Il résulte de l’acte notarié du 15 septembre 2007 versé au débat que Mme [U] [V] épouse [B] et Mme [I] [M] sont propriétaires en indivision, chacune pour moitié, d’une maison d’habitation située [Adresse 2] à [Localité 4].
Les parties souhaitent sortir de l’indivision. Elles justifient de l’impossibilité à parvenir à un partage amiable malgré les démarches en ce sens. Il y a donc lieu de faire droit à leur demande d’ouverture des opérations de comptes liquidation et partage judiciaire de l’indivision conventionnelle.
L’indivision comportant un bien immobilier soumis à la publicité foncière, il sera désigné un notaire pour procéder aux opérations sus-ordonnées selon mission détaillée au dispositif du présent jugement.
Les parties n’étant pas d’accord sur le nom d’un notaire, il y a lieu de désigner le président de la chambre des notaires de la Gironde, avec faculté de délégation et de remplacement.
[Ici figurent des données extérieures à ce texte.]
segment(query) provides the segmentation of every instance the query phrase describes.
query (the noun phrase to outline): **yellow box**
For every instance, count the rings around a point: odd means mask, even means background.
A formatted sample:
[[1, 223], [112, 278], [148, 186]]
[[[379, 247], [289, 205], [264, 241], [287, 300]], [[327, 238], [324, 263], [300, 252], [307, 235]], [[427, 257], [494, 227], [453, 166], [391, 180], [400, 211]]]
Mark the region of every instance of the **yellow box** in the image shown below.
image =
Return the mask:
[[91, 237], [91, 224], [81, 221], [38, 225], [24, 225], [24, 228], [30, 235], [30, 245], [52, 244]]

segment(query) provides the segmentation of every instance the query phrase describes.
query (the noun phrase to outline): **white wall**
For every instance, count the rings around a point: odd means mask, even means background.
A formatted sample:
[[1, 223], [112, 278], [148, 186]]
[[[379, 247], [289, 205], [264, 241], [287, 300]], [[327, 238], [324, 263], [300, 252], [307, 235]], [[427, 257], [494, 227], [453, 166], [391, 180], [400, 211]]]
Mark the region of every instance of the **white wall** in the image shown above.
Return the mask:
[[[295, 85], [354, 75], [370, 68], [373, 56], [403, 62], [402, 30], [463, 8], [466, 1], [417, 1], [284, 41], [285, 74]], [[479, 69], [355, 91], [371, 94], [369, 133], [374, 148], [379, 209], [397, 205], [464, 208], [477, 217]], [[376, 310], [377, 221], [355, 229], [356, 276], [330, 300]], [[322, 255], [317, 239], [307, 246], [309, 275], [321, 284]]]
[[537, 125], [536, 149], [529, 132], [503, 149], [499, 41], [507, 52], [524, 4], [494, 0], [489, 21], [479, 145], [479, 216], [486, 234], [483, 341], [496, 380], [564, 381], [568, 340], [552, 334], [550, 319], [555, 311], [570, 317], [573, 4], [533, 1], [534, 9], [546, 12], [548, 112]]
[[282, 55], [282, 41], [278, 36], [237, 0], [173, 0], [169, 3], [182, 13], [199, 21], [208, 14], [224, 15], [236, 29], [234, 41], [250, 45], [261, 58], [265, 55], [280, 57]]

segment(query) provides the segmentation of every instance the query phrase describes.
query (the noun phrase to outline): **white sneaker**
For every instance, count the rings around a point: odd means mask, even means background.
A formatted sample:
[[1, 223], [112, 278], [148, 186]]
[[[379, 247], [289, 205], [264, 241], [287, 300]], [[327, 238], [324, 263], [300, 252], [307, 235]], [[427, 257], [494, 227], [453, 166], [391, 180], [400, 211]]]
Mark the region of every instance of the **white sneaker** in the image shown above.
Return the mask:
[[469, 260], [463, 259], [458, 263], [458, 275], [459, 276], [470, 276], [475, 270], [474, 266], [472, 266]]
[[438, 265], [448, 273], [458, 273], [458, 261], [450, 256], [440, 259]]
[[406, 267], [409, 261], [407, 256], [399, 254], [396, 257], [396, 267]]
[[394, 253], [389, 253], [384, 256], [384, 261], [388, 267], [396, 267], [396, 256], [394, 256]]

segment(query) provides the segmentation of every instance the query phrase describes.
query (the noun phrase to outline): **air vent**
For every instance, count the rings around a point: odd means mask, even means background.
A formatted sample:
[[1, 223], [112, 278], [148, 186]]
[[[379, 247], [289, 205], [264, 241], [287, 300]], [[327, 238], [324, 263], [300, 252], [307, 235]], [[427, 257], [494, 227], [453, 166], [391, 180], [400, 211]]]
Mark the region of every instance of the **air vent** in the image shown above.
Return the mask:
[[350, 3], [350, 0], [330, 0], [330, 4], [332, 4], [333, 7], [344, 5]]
II/ SUR LA CRÉANCE SOLLICITÉE PAR Mme [U] [V] épouse [B] AU TITRE DES SOMMES VERSÉES LORS DE L’ACQUISITION DE L’IMMEUBLE INDIVIS :
— Sur la fin de non-recevoir soulevée par Mme [I] [M] tirée de la prescription de la créance invoquée.
Ainsi que mis contradictoirement dans les débats lors de l’audience du 05 janvier 2026, la fin de non-recevoir tirée de la prescription est irrecevable devant la présente juridiction faute d’avoir été soulevée devant le juge de la mise en état conformément à l’article 789 du code de procédure civile.
— Sur le fond
Mme [U] [V] épouse [B] fait valoir l’existence d’un prêt sans terme qu’elle a consenti au bénéfice de Mme [M] à hauteur de 221 700 euros pour l’acquisition de l’immeuble indivis. Elle précise que cette somme qui représente 86% du prix d’achat du bien ne peut s’analyser en un simple apport et constitue un prêt consenti à sa mère, Mme [M], afin de lui permettre de disposer d’une résidence principale. Elle indique que cette somme, issue de la succession de son père, a été mise à disposition sur le compte bancaire de sa mère comme cela ressort des pièces versées au débat.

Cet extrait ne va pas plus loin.